No woman will be made pregnant through the use of eggs from aborted foetuses unless the procedure is socially acceptable, said Professor Sir Colin Campbell of the Human Fertilisation and Embryology Authority. He was speaking at the launch of the authority's consultation document Donated Ovarian Tissue in Embryo Research & Assisted Conception.

It sets out the issues and provides five months for comment and debate before the authority makes recommendations. Anyone can send for a free copy of the report, and then write in with comments. The 18 members are predominately non-medical and include the actress Penelope Keith and the Bishop of Edinburgh.

Sir Colin said: 'There is potential here for many women to benefit from treatment that would otherwise might not be available to them. It would enable them to have children when they would otherwise remain childless.'

However, the authority recognised the 'repugnance' and 'alarm' people may feel.

Summarising the critical issues of the report, Sir Colin said the consideration that applies to an adult woman volunteering her ovarian tissue are different from concerns that tissue might be obtained from aborted foetuses.
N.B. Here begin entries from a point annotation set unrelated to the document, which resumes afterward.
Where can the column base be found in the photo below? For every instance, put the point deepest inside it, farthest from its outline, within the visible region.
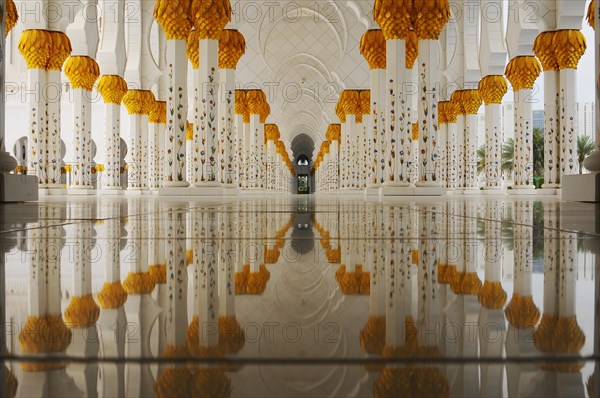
(173, 191)
(232, 191)
(137, 192)
(491, 191)
(217, 190)
(53, 191)
(471, 191)
(372, 191)
(254, 192)
(111, 192)
(521, 191)
(82, 191)
(18, 188)
(581, 188)
(412, 191)
(547, 191)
He revealed that authority members had reacted with 'unease, distaste and surprise' when they heard about the potential treatment, 20 months ago. Since then their initial emotional reaction had given way to calmness and reflection. But he would not be drawn on revealing his opinion. It was up to society to decide and he looked forward to an open

debate.

The 10-page report deals with scientific issues, social and moral questions and consent. A decision on ovarian tissue from foetuses may turn on the problem of consent.

Virginia Bottomley, Secretary of State for Health, welcomed the document, saying: 'The consultation period will give the public and professional interests time to consider all aspects of this complex and sensitive area.'

Dawn Primarolo, for Labour, welcomed the 'level- headed' report.